By I. A. Rehman

The News February 7, 2016

Nasreen Anjum Bhatti had no regrets while she was in our midst; having lost her we have many
A rebel in every sense

Describing herself as “Balochi by birth, Sindhi by domicile and Punjabi by marriage” Nasreen Anjum Bhatti rightly claimed that she belonged to the whole of Pakistan. She remained faithful to the whole of Pakistan all her life, through brief periods of hope and longer periods of trial, but while some fellow poets honoured her as Amrita Pritam of Pakistan, her love for her land and its people remained largely unrequited.

I did not have opportunities of knowing her well enough to be able to write about her at length. But she was one of those persons who establish their credentials in briefest possible encounters. There was a time when she was the rage of the town and practically everybody in the community of writers and artists sought her company. She commanded attention not only by virtue of her striking figure and good looks, her more valuable assets were a highly cultivated mind and a burning passion for pro-people politics and social justice. She was a more gifted poet and political activist than her Master’s degree in Urdu indicated or her ability to write in several languages suggested.

Her choice of Zubair Rana as her spouse presented her with a series of challenges that tested her intellectual resources to the utmost but it also brought out the best of her capacity to care for fellow beings. Matching wits with Rana’s radical views on life and politics was not so much of a problem as was the crisis caused by his involvement in a near-fatal accident that severely damaged his brain. While looking after him she displayed the kind of strength and patience that are rare in our society if not wholly extinct. Eventually she was able to help him regain his health to a large extent and renew the intellectual exercises he liked to hold with friends and foes alike.

More than that, Nasreen, without a child of her own, brought up Rana’s two sons from an earlier marriage, and invested whatever she had in their education.

For the last many years she had been living in extreme adversity but without showing any signs of a compromise on her political ideals, love of Punjabi poetry or personal dignity.

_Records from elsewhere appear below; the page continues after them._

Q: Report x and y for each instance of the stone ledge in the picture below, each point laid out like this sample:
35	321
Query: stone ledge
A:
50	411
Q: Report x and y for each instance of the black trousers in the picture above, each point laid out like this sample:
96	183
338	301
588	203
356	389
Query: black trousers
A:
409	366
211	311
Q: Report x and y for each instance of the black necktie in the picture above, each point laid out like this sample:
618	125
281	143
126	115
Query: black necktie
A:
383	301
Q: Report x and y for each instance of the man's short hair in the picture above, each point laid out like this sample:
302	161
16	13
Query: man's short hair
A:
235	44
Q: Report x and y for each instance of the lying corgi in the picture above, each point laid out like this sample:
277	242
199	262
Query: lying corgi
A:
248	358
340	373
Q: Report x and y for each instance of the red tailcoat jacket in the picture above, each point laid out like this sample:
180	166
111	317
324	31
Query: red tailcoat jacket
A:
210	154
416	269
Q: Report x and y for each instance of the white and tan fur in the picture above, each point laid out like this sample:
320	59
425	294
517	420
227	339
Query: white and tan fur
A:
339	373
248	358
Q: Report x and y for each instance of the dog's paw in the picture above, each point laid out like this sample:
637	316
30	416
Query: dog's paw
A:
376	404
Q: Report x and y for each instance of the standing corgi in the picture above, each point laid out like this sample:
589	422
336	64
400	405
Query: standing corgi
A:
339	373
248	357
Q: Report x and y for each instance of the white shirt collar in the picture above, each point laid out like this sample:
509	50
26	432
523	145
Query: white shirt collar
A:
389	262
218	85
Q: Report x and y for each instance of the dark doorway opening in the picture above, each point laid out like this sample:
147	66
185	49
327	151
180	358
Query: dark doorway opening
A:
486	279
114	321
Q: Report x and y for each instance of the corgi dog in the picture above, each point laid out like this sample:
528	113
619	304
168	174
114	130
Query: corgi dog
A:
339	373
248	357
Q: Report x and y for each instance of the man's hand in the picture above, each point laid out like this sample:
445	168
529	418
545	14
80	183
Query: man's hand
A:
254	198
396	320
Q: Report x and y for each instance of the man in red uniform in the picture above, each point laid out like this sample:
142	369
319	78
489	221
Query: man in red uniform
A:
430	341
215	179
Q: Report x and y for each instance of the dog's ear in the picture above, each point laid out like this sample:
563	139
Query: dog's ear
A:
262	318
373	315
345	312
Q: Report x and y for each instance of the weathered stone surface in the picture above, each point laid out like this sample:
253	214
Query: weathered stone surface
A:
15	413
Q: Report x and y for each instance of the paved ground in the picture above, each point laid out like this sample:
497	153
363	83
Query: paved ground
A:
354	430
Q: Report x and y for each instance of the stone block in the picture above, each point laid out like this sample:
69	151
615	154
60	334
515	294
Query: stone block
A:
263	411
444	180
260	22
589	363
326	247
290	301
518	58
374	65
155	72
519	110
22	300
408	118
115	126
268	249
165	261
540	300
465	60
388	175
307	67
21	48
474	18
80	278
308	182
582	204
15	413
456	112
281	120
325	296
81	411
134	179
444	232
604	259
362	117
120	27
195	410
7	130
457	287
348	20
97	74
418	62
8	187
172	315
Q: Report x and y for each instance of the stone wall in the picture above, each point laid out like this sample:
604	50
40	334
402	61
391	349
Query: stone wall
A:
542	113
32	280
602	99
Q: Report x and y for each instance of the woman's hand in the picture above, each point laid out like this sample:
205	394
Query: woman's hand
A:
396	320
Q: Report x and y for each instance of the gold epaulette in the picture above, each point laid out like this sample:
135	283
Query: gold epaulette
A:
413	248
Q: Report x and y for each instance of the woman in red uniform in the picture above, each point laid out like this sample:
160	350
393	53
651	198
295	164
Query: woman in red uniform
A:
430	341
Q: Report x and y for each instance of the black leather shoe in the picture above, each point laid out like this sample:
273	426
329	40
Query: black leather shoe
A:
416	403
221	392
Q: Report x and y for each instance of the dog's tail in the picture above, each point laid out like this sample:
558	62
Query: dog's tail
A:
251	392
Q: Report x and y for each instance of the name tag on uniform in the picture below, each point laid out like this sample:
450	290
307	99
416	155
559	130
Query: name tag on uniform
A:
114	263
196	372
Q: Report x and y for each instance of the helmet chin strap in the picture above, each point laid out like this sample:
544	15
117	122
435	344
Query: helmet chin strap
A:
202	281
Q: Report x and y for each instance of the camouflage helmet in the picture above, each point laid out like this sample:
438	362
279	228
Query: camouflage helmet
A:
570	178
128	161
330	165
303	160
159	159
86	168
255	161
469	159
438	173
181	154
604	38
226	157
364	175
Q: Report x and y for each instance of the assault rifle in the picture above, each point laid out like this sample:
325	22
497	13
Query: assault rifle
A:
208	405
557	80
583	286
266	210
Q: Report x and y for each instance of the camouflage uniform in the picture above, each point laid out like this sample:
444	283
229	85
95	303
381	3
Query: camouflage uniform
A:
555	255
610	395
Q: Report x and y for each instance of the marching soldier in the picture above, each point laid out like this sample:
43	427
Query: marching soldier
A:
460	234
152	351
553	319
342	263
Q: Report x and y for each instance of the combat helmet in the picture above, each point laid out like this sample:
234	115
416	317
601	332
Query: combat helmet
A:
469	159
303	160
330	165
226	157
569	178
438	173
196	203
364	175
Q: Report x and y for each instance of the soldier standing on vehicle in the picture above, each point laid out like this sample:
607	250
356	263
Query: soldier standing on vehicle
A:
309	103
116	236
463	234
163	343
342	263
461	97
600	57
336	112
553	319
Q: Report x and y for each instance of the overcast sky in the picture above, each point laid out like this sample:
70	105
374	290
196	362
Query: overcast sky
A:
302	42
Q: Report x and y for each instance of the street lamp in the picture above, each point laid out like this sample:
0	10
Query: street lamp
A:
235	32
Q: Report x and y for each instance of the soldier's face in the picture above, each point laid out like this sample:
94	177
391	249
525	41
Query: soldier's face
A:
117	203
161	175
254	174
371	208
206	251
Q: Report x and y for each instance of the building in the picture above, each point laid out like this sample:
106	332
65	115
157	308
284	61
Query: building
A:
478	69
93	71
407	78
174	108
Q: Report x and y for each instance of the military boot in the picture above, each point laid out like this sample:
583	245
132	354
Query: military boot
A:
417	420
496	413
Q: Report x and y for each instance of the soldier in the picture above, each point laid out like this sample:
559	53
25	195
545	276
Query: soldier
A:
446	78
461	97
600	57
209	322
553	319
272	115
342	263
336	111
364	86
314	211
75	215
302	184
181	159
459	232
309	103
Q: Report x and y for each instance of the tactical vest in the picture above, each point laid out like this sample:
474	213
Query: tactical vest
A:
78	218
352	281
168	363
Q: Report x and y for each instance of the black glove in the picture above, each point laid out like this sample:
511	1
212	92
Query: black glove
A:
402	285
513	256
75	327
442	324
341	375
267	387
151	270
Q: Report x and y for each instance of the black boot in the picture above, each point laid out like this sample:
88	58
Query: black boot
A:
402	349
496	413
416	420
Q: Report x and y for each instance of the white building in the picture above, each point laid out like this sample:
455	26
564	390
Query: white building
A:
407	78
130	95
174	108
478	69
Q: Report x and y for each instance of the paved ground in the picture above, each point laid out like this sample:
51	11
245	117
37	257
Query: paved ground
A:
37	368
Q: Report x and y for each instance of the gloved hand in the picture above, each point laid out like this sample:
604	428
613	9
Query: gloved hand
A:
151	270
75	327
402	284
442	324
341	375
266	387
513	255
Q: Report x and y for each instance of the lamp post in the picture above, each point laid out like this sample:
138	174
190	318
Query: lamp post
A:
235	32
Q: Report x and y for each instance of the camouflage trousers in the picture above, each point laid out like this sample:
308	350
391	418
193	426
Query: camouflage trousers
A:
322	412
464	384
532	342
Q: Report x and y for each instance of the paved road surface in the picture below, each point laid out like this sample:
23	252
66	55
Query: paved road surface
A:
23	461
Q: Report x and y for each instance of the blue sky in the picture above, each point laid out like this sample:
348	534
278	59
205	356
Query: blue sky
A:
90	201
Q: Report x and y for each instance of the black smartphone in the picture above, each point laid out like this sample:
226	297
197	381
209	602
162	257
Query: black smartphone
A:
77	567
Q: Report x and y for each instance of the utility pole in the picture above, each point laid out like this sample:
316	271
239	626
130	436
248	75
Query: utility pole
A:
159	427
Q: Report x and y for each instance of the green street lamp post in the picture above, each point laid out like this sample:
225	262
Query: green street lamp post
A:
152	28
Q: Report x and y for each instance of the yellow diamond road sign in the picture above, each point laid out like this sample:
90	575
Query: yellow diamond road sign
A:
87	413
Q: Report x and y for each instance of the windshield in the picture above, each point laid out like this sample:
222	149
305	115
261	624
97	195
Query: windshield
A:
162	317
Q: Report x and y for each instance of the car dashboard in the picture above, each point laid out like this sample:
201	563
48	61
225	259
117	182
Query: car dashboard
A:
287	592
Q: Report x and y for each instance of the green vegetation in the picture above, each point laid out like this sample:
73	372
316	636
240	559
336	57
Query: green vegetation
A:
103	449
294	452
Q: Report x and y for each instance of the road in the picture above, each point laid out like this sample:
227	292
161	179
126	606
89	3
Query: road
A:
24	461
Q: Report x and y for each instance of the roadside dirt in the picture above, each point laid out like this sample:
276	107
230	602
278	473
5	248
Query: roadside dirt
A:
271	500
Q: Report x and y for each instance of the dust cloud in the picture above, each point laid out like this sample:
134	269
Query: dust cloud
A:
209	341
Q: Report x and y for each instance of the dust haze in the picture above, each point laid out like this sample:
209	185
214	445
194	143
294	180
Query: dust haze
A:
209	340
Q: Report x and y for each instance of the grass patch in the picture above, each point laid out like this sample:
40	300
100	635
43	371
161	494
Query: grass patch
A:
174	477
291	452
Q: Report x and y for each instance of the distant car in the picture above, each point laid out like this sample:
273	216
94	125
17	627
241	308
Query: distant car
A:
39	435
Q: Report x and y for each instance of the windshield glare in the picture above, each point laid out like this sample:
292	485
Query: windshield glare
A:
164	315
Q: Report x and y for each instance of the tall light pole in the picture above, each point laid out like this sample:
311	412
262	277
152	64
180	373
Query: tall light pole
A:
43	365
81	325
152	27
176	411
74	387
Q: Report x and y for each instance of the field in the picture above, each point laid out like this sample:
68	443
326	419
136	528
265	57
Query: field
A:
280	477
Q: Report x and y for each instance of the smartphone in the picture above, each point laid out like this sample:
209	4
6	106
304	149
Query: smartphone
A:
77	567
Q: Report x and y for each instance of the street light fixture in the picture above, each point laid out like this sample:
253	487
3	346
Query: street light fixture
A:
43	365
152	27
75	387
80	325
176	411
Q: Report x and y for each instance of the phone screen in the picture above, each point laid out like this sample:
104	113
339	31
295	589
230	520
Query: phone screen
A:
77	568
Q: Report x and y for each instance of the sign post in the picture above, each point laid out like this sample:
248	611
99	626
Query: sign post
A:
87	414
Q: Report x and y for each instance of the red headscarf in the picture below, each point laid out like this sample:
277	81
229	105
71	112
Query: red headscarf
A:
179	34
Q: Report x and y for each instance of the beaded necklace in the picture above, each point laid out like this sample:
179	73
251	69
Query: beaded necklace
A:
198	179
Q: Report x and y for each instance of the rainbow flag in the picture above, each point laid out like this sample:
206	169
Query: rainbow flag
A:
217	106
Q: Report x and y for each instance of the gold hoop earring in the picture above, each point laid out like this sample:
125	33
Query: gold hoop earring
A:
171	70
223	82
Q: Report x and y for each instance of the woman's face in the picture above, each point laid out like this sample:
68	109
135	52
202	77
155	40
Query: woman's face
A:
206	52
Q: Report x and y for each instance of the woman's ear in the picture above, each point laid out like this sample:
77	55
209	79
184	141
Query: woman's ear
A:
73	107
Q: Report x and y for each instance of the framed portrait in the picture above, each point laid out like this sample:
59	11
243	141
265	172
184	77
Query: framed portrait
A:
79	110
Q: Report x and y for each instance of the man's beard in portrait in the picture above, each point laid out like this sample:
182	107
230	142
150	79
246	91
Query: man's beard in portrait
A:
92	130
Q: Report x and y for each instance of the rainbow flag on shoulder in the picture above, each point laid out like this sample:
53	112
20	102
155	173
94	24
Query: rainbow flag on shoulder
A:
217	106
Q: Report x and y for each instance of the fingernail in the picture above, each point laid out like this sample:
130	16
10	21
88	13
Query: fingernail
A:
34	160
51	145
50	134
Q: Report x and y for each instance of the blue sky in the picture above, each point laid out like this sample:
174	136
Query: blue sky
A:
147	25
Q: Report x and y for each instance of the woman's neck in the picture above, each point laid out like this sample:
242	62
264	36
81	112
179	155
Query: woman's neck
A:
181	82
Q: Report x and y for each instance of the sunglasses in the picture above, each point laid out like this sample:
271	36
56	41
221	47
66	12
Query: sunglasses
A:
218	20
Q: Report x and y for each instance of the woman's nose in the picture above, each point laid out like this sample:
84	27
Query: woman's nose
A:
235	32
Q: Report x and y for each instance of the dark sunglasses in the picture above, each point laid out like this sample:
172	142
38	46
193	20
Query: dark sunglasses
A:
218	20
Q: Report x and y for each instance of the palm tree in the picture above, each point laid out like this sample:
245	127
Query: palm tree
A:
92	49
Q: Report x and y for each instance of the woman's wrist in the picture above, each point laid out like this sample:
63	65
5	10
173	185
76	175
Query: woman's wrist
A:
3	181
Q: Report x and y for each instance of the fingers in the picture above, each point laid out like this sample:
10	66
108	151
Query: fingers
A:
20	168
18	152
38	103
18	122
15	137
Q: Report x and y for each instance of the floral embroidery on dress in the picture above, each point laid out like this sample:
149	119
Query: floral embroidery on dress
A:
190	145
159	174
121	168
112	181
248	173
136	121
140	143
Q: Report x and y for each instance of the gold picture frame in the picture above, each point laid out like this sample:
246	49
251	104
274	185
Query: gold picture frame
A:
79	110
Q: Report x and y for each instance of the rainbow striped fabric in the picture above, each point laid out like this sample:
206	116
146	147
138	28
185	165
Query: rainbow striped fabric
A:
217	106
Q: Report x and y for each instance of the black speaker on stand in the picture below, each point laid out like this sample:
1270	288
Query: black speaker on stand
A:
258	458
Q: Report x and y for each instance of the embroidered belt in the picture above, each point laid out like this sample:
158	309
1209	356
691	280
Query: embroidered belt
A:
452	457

The once famous smile had disappeared from her deeply lined face but I could see her eyes sparkle with joy and satisfaction when she told me about the boys’ efforts to make their lives abroad.

Although she had a basketful of worries of her own I found her ready to fight for any lost cause that came her way. She was all for promoting a new form of purposeful cinema and for giving the poorer sections of society a taste of song and music and she even did not mind offering help to a struggling publisher of a radical news sheet.

When reminded of the ‘old school’s’ refusal to accept her status as a modern poet of note, she laughed and said, “Who am I? They do not acknowledge Najm Hosain Syed even.”

Everyone who knew her admired her for the strength of her conviction. She knew that she belonged to a group of poets who had rebelled against the traditional authorities on the art of poetry and were never forgiven for that. She herself did not complain against such authorities when they said that the poetry of Nasreen and her friends was obscure or vague. When reminded of the ‘old school’s’ refusal to accept her status as a modern poet of note, she laughed and said, “Who am I? They do not acknowledge Najm Hosain Syed even.”

The authorities tried to frighten her when she wrote an elegy on the hanging of Bhutto but she held her ground.

She rarely spoke about her private life. When every evening she disappeared in a small lane running by the side of a mansion built by a famous Speaker of the Punjab Assembly, and known as the residence of a politician who boasted of owning a large library, her fatigued figure offered a stinging comment on the poverty of Pakistan’s world of letters.

Nasreen firmly adhered to her faith but she did not wear it on her cuff. Unless told by others no one could guess where and how she offered her prayers or whether she prayed at all. Nor was she interested in finding out what belief of the person sitting across the table was. Her faith in a single human family was unshakable.

Nasreen Anjum Bhatti gave her people a great deal to enjoy or reflect upon but she remained a disadvantaged person — both as a Christian and as a woman. In her tribulations one can see the injustices our class conscious, patriarchal and communal-minded society does to the precious daughters and sons of the soil. And suffers no pangs of shame.

Nasreen Anjum Bhatti had no regrets while she was in our midst; having lost her we have many.